We sat around a table like old friends sharing our cake and stories and laughing so much we almost fell off our chairs. We were successfully integrated into the Jungle Junction family and forgiven for the bad weather and early night. This time it was the Dutch who faded first with the plan of an early start, heading towards Ethiopia the next day.
Day 189:
So Robert and Clary did not leave early at all. It was after 8am when we got out of bed, barely escaping the inevitable hang over. Chris, the owner wanted to check one last thing on their truck before they set off and by 9:30 they hit the road. Just before leaving Robert told me how much they were charged for the work on their vehicle and I was astonished how cheap it was.
Adam, who had exactly the same problem as I did with remembering names was still in bed and refused to move before his towel had dried in the sun. We obviously adopted the same theories on time and travel at that junction in our journeys. When he eventually surfaced we started discussing the people outside of our new little group and Adam described them like this:
In the corner we had the Veggies, a couple from New South Wales with many vehicle problems and no love for meat or bombastic English doctors on a sabbatical. Then we had the Oldies, a couple from Mozambique, in their early 80’s touring East Africa in a bizarre looking 4 x 4 camper thing and talking more than your average auctioneer. Lastly we had Herman the German on a shiny looking bike with tatty clothes and a suspected habit of early morning dope smoking. To his horror The Duchies (Robert and Clary) had left us with Yankee Doodle (John) but he was sad to see them go. He also liked Mick and co, the Aussie blokes next to the Veggies. They drank enough beer to earn his respect. I could see that… what’s his name and I were going to get along like a house on fire as soon as he stopped showing Catt very impressive and very expensive Apple Mac toys she instantly wanted to buy!

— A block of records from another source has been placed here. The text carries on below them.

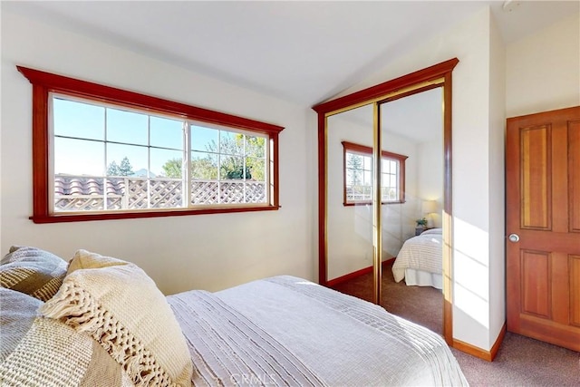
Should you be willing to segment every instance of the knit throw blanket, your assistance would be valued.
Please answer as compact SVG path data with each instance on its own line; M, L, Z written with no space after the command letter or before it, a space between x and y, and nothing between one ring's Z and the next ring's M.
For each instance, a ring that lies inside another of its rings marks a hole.
M194 365L194 385L322 386L298 358L210 293L168 297Z

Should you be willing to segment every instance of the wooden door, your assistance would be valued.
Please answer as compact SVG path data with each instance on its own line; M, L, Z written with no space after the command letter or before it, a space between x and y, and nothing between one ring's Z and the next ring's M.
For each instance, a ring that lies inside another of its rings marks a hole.
M580 351L580 106L507 136L508 330Z

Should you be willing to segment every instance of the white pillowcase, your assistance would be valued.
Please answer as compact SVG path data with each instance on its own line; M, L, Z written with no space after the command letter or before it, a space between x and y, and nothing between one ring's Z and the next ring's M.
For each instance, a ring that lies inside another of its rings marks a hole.
M136 385L191 385L181 328L163 294L134 264L79 250L40 311L91 334Z

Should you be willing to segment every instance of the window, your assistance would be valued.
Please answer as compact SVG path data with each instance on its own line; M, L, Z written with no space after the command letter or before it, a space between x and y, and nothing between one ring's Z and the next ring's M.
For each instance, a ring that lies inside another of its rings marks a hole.
M282 127L18 67L37 223L277 209Z
M372 148L343 141L344 206L372 202ZM381 164L382 204L404 203L407 156L383 150Z

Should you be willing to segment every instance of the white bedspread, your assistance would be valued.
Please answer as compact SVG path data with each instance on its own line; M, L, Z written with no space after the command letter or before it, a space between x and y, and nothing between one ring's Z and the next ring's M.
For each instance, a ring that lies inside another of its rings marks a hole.
M405 241L392 264L392 276L400 282L405 277L407 268L440 275L443 272L442 255L441 228L427 230Z
M467 385L440 336L293 276L168 297L196 385Z

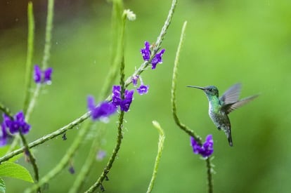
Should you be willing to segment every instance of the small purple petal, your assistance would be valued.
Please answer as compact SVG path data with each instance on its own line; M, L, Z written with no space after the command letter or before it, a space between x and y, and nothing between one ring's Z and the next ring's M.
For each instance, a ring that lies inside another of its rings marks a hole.
M71 174L74 174L75 173L75 168L74 168L74 167L72 166L70 166L70 168L69 168L69 172Z
M39 65L34 65L34 79L35 83L41 83L41 70Z
M138 94L141 95L148 93L148 85L141 84L138 88L136 88L136 91L138 91Z
M129 109L130 105L131 104L134 91L130 91L126 90L124 93L124 99L120 103L120 109L123 112L127 112Z
M30 130L30 125L27 123L23 123L21 125L21 133L23 134L27 134Z
M24 114L23 112L20 111L18 113L16 113L16 114L15 115L15 118L16 119L16 121L22 123L25 121L24 120Z
M44 82L49 83L51 81L51 73L53 72L53 68L48 67L44 70Z
M157 64L162 62L162 57L164 51L165 51L165 49L161 50L153 58L152 62L151 62L152 69L155 69L155 67L157 66Z
M148 61L150 58L150 43L148 41L145 42L145 48L141 50L141 55L143 55L143 60Z
M112 103L115 106L118 106L120 105L122 101L121 99L121 86L115 85L112 87Z
M3 122L0 126L0 147L2 147L7 144L7 131L4 122Z
M132 81L132 84L134 86L136 86L136 84L137 84L137 81L138 81L138 75L136 75L136 76L134 76L134 77L132 77L132 79L131 79L131 81Z
M214 149L212 135L208 135L206 137L205 142L203 143L202 145L199 145L193 137L190 138L190 140L191 145L193 149L193 152L195 154L199 154L202 155L203 157L208 157L212 154Z
M192 148L193 149L193 152L196 154L199 154L201 151L201 147L199 145L199 144L195 140L193 137L190 137L191 140L191 145Z

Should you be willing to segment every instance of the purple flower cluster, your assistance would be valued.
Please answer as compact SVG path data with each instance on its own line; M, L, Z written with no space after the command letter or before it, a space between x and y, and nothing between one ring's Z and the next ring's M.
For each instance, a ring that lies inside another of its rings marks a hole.
M113 86L112 100L111 102L103 101L97 106L95 105L94 98L89 96L87 98L88 109L91 111L92 119L108 121L108 118L117 112L118 106L123 112L129 111L133 100L134 92L134 90L125 90L124 98L122 99L121 86Z
M13 119L4 114L3 119L0 131L0 146L5 145L7 143L8 129L9 129L9 133L11 134L20 131L22 134L27 134L30 130L30 125L25 122L25 115L21 111L18 112Z
M138 78L141 79L141 85L139 86L138 88L136 88L136 91L141 95L148 93L149 86L143 84L143 79L141 79L141 76L140 77L138 75L136 75L136 76L134 76L131 79L132 84L134 84L134 86L136 86Z
M121 86L119 85L112 87L112 103L120 107L120 110L127 112L129 109L134 97L134 90L124 91L124 98L122 99Z
M108 101L104 101L96 107L93 96L88 97L87 103L93 120L101 119L105 121L109 116L115 114L117 110L117 107L112 102Z
M34 65L34 82L37 84L46 83L50 84L51 82L51 73L53 69L48 67L46 69L42 71L39 65Z
M203 157L208 157L212 154L214 149L212 135L206 137L205 142L202 145L199 145L193 137L190 138L190 141L195 154L200 154Z
M157 53L152 59L152 69L155 69L157 64L162 62L162 57L165 51L165 49L162 49L159 53ZM145 48L141 49L141 53L143 55L143 60L148 61L150 59L150 46L148 41L145 42Z

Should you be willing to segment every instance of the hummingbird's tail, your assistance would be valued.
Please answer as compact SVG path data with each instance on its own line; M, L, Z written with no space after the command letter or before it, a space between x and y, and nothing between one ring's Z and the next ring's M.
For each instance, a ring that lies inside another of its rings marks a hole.
M233 139L231 138L231 133L228 133L228 144L229 146L233 147Z

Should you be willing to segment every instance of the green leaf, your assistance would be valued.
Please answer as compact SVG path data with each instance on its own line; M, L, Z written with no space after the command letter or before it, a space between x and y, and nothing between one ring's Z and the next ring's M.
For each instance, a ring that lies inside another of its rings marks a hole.
M4 180L0 178L0 193L5 193L6 187L5 186Z
M0 176L34 182L32 175L25 167L11 161L5 161L0 164Z

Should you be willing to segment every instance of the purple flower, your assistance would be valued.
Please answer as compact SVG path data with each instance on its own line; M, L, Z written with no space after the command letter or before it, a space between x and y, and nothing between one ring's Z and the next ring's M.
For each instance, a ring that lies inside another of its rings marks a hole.
M48 67L42 71L39 65L34 65L34 82L37 84L42 82L45 82L48 84L51 84L52 72L53 69L51 67Z
M138 94L142 95L143 94L148 93L148 85L141 84L141 86L138 88L136 88L136 91L138 91Z
M7 143L7 131L5 122L1 124L0 130L0 147L4 146Z
M134 86L136 86L136 85L137 85L137 81L138 80L138 77L139 77L138 75L136 75L136 76L134 76L131 79L132 84Z
M199 145L194 139L190 138L191 145L193 149L193 152L196 154L200 154L203 157L208 157L213 153L213 139L212 135L208 135L206 137L205 142L203 145Z
M121 86L114 85L112 87L112 103L115 106L120 105L121 99Z
M141 55L143 55L143 60L148 61L150 58L150 43L145 41L145 48L141 50Z
M128 91L125 90L124 98L122 100L121 97L121 86L115 85L112 87L112 104L116 107L120 106L120 109L124 112L127 112L129 109L130 105L131 104L134 90Z
M124 99L120 102L120 109L123 112L128 112L129 109L130 105L131 104L132 99L134 97L134 90L125 91Z
M164 54L165 49L162 49L160 52L157 53L152 60L152 69L155 69L157 64L162 62L162 56Z
M69 172L71 174L74 174L75 173L75 168L74 168L74 167L72 166L70 166L70 168L69 168Z
M14 116L14 119L11 119L4 114L4 120L6 126L9 128L11 134L16 133L20 131L21 133L26 134L30 130L30 125L25 122L25 116L22 111L18 112Z
M93 120L101 119L106 121L108 118L116 112L117 107L111 102L104 101L97 107L95 105L94 98L89 96L87 98L88 109L91 111Z

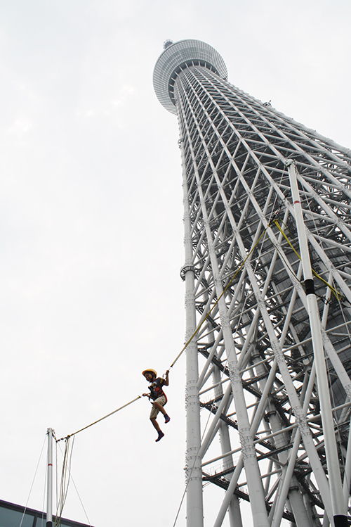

We offered a Banana cake for those with sweet teeth and Chloe offered to cook dinner for the cool kids. That was us, of course, them, and Yankee Doodle John. As we sat down in a circle around the mighty Unimog it started to rain again and all eyes were on us. We did have the bigger awning, so the fantastic five moved the ten meters across the camp site to our vehicle and continued the hilarious and useless philosophising and chatting we had started earlier in the day.
Hours before bed time Catt and I made perfect peace with the fact that we were unlikely to move anywhere the next day. It was simply too easy and too much fun to stay in the big garden in the big city in Africa.
If I had to do it over again:
It probably would have been a good idea to replace the battery before we went to the Mara. Then again, I really thought that the problem lay with the split charging system and not the battery.
Although the Hyena camp was a really nice experience and we saved on accommodation cost after paying the normal park fees, I would have liked to visit the Conservancy side of the Mara instead of the Game Park side. Perhaps we will still do that, if we ever leave Jungle Junction.
The rest of the week was fantastic and we both feel pretty refreshed and happy to have met such incredible people we have been having so much fun with!